MARSHFIELD - A Plymouth County Superior Court judge has ruled against Marshfield and several other towns that challenged the state’s MBTA Communities Act, affirming that the law is constitutional and does not violate local control.
The June 6 ruling by Justice Mark C. Gildea dismissed the plaintiffs’ request for a preliminary injunction and upheld the state’s ability to condition certain grant funding on municipal zoning compliance.
Gildea asserted that the plaintiffs are not being required to do anything and they are free to leave their zoning as is, but the consequence of that is that they may be ineligible for certain state funding opportunities.
Marshfield was one of eight towns—alongside Duxbury, Hanson, Holden, Middleton, Wenham, Weston, and Wrentham—that brought the lawsuit. Ten Hamilton residents also joined the case. The plaintiffs argued the law constituted an unfunded mandate, infringed on home rule, and unlawfully delegated legislative power to the Executive Office of Housing and Livable Communities (EOHLC).
But the judge disagreed. On the claim that the law imposes a financial burden, the court found that “plaintiffs have not submitted any actual evidence of costs” and instead relied on “generalized comments” that fell short of proving a violation under the state’s unfunded mandate law.
Justice Gildea noted that municipalities are not being required to spend money or take any action and that the law simply sets conditions for eligibility for discretionary grant programs. He wrote that such programs are voluntary.
On the issue of home rule, the court emphasized that nothing in Section 3A requires a municipality to adopt any particular zoning amendment. Rather, compliance is tied to access to programs such as the Housing Choice Initiative and the MassWorks Infrastructure Program.

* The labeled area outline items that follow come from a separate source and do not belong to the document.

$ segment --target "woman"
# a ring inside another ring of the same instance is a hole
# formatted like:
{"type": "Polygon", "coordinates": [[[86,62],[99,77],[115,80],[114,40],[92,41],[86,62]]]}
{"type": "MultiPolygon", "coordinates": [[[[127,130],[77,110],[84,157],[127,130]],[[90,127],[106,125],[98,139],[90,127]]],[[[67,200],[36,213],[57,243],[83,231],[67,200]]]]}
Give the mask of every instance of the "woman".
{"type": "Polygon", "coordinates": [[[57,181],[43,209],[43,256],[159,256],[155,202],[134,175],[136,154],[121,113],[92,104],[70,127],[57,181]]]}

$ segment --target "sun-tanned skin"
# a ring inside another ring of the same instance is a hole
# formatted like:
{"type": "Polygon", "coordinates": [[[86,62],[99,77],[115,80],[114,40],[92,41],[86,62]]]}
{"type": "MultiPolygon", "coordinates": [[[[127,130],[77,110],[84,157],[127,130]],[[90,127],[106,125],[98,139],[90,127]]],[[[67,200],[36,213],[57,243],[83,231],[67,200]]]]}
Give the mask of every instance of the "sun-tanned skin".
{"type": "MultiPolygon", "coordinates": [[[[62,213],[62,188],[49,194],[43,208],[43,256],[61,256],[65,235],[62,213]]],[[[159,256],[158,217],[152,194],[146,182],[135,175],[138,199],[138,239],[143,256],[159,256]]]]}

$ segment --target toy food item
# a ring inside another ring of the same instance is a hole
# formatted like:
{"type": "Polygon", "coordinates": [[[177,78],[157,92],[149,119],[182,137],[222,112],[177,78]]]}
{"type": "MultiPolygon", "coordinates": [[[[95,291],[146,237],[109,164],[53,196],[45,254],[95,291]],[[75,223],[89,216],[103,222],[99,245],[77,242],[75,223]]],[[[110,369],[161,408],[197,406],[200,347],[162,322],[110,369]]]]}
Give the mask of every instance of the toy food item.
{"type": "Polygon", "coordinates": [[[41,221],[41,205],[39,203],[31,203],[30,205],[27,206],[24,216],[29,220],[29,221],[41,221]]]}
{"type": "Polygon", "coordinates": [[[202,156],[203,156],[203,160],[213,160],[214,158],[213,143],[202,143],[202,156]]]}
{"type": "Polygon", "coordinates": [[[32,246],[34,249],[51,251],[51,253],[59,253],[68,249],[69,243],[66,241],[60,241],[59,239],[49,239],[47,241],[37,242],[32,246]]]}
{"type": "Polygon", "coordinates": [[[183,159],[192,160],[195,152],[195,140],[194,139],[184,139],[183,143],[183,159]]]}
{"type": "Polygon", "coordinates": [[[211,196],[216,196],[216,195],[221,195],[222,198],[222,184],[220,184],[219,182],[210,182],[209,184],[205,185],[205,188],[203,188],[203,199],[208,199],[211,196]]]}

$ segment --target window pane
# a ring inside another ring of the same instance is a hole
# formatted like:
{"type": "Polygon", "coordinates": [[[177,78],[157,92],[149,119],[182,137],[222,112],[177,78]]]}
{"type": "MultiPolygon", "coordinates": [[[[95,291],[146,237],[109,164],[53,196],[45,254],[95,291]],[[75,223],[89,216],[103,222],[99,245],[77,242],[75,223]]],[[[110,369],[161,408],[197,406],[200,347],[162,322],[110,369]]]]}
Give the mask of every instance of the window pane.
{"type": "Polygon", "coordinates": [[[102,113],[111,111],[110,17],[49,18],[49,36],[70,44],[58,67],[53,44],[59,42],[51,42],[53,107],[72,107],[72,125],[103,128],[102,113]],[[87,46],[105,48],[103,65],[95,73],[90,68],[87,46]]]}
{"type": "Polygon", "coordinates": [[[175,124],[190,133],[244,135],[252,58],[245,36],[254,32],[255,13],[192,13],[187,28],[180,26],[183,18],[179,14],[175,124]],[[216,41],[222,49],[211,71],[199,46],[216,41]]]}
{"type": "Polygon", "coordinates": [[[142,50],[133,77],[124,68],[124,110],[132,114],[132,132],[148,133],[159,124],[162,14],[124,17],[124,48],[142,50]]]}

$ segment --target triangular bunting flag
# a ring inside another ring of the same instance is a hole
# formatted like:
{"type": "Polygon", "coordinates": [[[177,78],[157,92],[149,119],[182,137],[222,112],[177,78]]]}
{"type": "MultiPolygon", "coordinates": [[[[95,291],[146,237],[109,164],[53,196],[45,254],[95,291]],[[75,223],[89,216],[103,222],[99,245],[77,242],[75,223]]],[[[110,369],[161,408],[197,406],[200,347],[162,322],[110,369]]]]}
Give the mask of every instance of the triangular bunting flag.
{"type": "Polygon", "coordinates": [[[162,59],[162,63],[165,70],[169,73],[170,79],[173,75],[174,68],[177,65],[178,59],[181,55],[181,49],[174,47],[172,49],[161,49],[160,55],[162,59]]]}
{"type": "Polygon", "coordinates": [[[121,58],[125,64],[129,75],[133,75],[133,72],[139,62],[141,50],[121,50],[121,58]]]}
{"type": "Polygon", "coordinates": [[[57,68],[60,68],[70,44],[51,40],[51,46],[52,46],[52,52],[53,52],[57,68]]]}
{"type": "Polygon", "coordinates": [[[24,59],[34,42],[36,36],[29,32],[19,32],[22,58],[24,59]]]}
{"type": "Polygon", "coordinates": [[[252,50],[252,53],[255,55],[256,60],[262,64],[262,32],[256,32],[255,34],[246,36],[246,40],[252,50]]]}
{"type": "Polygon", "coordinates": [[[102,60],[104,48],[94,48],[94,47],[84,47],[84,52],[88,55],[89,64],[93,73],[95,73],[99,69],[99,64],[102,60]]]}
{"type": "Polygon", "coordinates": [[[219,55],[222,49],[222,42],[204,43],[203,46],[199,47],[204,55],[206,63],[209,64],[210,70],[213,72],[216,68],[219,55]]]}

Massachusetts’ Attorney General Andrea Joy Campbell, whose office defended the law, issued a statement after the ruling: “The Superior Court confirmed what has long been clear: a state law requiring multi-family housing districts in communities served by public transportation, but leaving the details and location of those districts to the municipalities themselves, permissibly addresses our housing shortage while still preserving substantial local discretion.”
For Marshfield, the decision means the town remains subject to the state’s requirement to zone for multi-family housing, or else risk exclusion from state funding opportunities that support housing, transportation, and infrastructure.